| name | bio-rna-structure-secondary-structure-prediction |
| description | Predicts RNA secondary structures using minimum free energy folding and partition function analysis with ViennaRNA (RNAfold, RNAalifold, RNAcofold). Computes base-pair probabilities, centroid structures, and consensus structures from alignments. Use when predicting RNA folding, evaluating structural stability, or comparing structures across homologs. |
| tool_type | cli |
| primary_tool | ViennaRNA |
Version Compatibility
Reference examples tested with: Infernal 1.1+, matplotlib 3.8+, numpy 1.26+
Before using code patterns, verify installed versions match. If versions differ:
- Python:
pip show <package> then help(module.function) to check signatures
- CLI:
<tool> --version then <tool> --help to confirm flags
If code throws ImportError, AttributeError, or TypeError, introspect the installed
package and adapt the example to match the actual API rather than retrying.

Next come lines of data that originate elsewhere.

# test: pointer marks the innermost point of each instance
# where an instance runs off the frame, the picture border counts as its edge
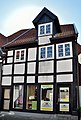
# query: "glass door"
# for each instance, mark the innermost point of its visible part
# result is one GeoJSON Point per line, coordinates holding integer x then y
{"type": "Point", "coordinates": [46, 97]}
{"type": "Point", "coordinates": [63, 99]}
{"type": "Point", "coordinates": [6, 98]}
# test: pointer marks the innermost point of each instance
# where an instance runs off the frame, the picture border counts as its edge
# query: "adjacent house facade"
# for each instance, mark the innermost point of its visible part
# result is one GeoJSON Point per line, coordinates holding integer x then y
{"type": "Point", "coordinates": [40, 70]}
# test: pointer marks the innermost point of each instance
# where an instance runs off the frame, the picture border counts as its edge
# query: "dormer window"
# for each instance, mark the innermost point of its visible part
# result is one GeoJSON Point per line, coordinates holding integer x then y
{"type": "Point", "coordinates": [42, 29]}
{"type": "Point", "coordinates": [48, 28]}
{"type": "Point", "coordinates": [45, 29]}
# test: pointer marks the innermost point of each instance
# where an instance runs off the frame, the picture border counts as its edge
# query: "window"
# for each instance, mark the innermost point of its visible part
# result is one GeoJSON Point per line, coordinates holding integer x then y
{"type": "Point", "coordinates": [31, 101]}
{"type": "Point", "coordinates": [60, 50]}
{"type": "Point", "coordinates": [49, 52]}
{"type": "Point", "coordinates": [43, 52]}
{"type": "Point", "coordinates": [20, 55]}
{"type": "Point", "coordinates": [46, 52]}
{"type": "Point", "coordinates": [48, 30]}
{"type": "Point", "coordinates": [64, 50]}
{"type": "Point", "coordinates": [18, 97]}
{"type": "Point", "coordinates": [67, 49]}
{"type": "Point", "coordinates": [46, 96]}
{"type": "Point", "coordinates": [42, 29]}
{"type": "Point", "coordinates": [45, 29]}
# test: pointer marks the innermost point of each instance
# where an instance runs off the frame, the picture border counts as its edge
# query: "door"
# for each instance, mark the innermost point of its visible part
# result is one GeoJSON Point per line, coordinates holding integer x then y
{"type": "Point", "coordinates": [6, 98]}
{"type": "Point", "coordinates": [63, 99]}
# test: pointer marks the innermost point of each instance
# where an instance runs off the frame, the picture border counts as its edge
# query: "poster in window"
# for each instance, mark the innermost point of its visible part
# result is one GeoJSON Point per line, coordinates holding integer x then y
{"type": "Point", "coordinates": [64, 94]}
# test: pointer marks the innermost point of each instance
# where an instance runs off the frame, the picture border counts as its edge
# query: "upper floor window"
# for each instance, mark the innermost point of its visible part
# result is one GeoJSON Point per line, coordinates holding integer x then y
{"type": "Point", "coordinates": [20, 55]}
{"type": "Point", "coordinates": [42, 29]}
{"type": "Point", "coordinates": [48, 28]}
{"type": "Point", "coordinates": [64, 50]}
{"type": "Point", "coordinates": [46, 52]}
{"type": "Point", "coordinates": [45, 29]}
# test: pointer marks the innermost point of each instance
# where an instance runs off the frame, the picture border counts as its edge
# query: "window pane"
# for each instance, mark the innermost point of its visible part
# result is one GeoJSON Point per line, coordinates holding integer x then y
{"type": "Point", "coordinates": [22, 55]}
{"type": "Point", "coordinates": [67, 49]}
{"type": "Point", "coordinates": [42, 29]}
{"type": "Point", "coordinates": [64, 94]}
{"type": "Point", "coordinates": [60, 50]}
{"type": "Point", "coordinates": [17, 55]}
{"type": "Point", "coordinates": [47, 28]}
{"type": "Point", "coordinates": [31, 101]}
{"type": "Point", "coordinates": [42, 52]}
{"type": "Point", "coordinates": [18, 97]}
{"type": "Point", "coordinates": [46, 96]}
{"type": "Point", "coordinates": [49, 52]}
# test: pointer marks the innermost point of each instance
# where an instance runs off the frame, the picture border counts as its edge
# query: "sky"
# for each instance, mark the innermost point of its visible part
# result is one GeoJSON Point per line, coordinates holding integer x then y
{"type": "Point", "coordinates": [19, 14]}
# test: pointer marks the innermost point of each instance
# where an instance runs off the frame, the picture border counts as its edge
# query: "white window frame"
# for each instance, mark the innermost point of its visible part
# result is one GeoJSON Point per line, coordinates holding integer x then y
{"type": "Point", "coordinates": [64, 56]}
{"type": "Point", "coordinates": [19, 60]}
{"type": "Point", "coordinates": [46, 52]}
{"type": "Point", "coordinates": [45, 29]}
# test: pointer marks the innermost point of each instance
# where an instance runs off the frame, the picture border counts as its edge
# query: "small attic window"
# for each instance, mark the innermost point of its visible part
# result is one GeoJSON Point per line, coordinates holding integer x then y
{"type": "Point", "coordinates": [45, 29]}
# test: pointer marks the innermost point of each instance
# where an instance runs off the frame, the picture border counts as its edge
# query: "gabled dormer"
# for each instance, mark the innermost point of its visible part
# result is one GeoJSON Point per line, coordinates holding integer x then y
{"type": "Point", "coordinates": [46, 23]}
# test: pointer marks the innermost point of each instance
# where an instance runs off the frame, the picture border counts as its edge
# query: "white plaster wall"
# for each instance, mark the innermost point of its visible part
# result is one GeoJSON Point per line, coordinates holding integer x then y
{"type": "Point", "coordinates": [65, 78]}
{"type": "Point", "coordinates": [31, 67]}
{"type": "Point", "coordinates": [18, 79]}
{"type": "Point", "coordinates": [46, 67]}
{"type": "Point", "coordinates": [9, 60]}
{"type": "Point", "coordinates": [19, 68]}
{"type": "Point", "coordinates": [6, 81]}
{"type": "Point", "coordinates": [64, 65]}
{"type": "Point", "coordinates": [44, 40]}
{"type": "Point", "coordinates": [79, 58]}
{"type": "Point", "coordinates": [32, 54]}
{"type": "Point", "coordinates": [7, 69]}
{"type": "Point", "coordinates": [10, 53]}
{"type": "Point", "coordinates": [42, 79]}
{"type": "Point", "coordinates": [30, 79]}
{"type": "Point", "coordinates": [80, 94]}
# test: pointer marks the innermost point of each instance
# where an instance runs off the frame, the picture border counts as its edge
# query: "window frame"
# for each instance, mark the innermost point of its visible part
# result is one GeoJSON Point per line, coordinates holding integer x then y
{"type": "Point", "coordinates": [46, 47]}
{"type": "Point", "coordinates": [45, 29]}
{"type": "Point", "coordinates": [64, 51]}
{"type": "Point", "coordinates": [20, 55]}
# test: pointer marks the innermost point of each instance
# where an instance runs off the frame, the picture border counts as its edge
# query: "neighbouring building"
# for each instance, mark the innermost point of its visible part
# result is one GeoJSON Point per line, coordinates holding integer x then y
{"type": "Point", "coordinates": [40, 71]}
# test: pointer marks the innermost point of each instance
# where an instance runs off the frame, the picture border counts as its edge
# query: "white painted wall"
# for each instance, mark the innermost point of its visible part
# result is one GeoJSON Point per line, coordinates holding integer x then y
{"type": "Point", "coordinates": [18, 79]}
{"type": "Point", "coordinates": [30, 79]}
{"type": "Point", "coordinates": [64, 65]}
{"type": "Point", "coordinates": [7, 69]}
{"type": "Point", "coordinates": [46, 67]}
{"type": "Point", "coordinates": [10, 53]}
{"type": "Point", "coordinates": [6, 81]}
{"type": "Point", "coordinates": [31, 67]}
{"type": "Point", "coordinates": [19, 68]}
{"type": "Point", "coordinates": [44, 79]}
{"type": "Point", "coordinates": [65, 78]}
{"type": "Point", "coordinates": [32, 54]}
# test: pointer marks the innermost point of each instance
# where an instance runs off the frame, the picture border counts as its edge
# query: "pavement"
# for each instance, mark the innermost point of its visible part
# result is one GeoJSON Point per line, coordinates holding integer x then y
{"type": "Point", "coordinates": [12, 115]}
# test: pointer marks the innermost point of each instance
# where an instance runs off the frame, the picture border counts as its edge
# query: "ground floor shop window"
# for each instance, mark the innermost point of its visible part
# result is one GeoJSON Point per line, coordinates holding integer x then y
{"type": "Point", "coordinates": [18, 97]}
{"type": "Point", "coordinates": [31, 101]}
{"type": "Point", "coordinates": [46, 96]}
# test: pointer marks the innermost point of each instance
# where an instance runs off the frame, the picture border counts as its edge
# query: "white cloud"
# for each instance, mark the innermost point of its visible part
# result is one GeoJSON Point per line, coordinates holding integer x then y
{"type": "Point", "coordinates": [20, 19]}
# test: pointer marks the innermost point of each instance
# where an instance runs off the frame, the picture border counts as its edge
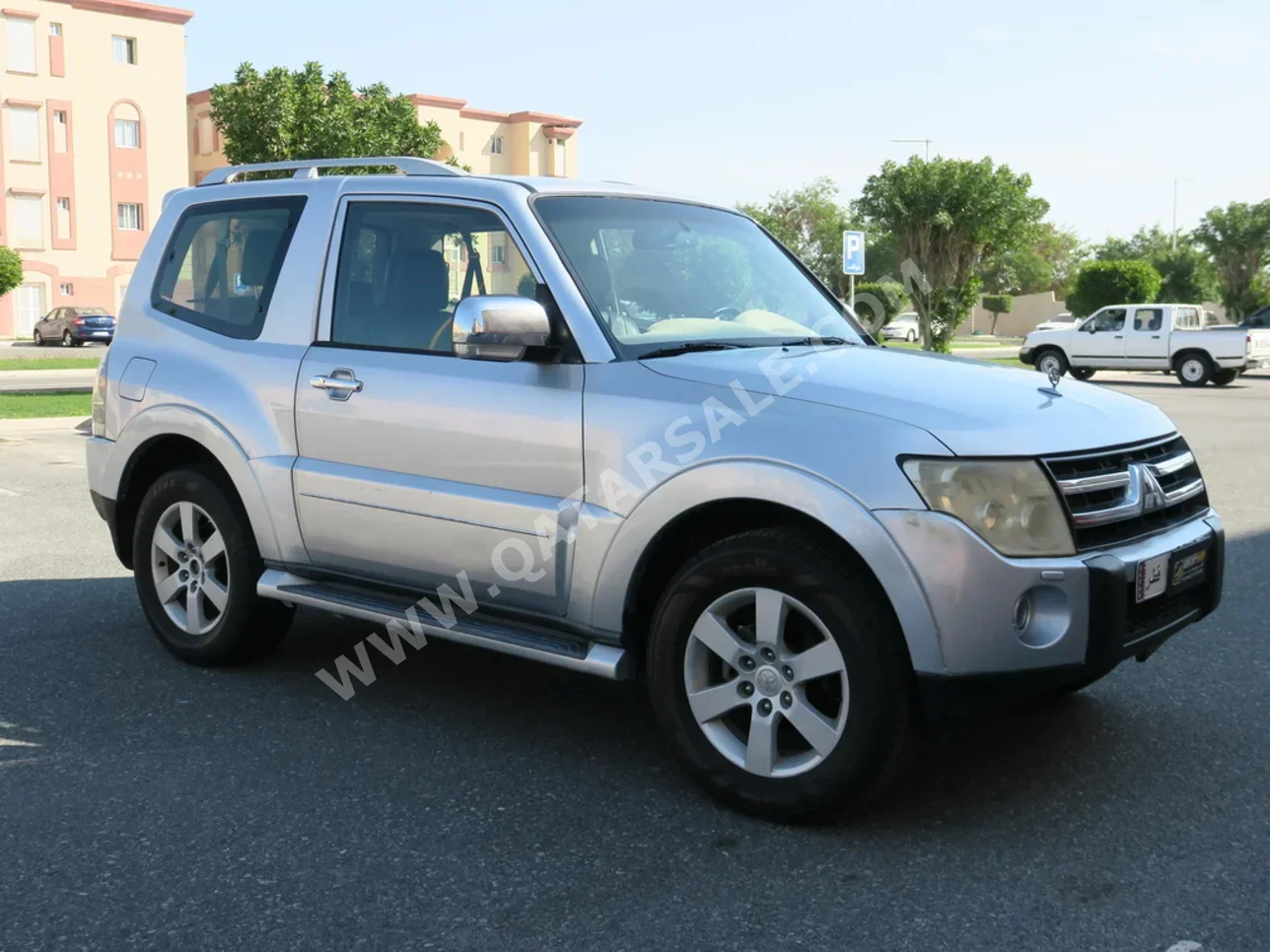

Secondary Structure Prediction
"Predict the secondary structure of my RNA sequence" → Compute minimum free energy (MFE) folding, base-pair probabilities via partition function, and consensus structures from alignments using thermodynamic models.
- CLI:
RNAfold for single-sequence MFE/partition folding
- CLI:
RNAalifold for consensus structure from alignment
- CLI:
RNAcofold for RNA-RNA interaction structure
Predict RNA secondary structures using thermodynamic models. ViennaRNA provides MFE folding, partition function analysis, consensus structure prediction from alignments, and RNA-RNA interaction prediction.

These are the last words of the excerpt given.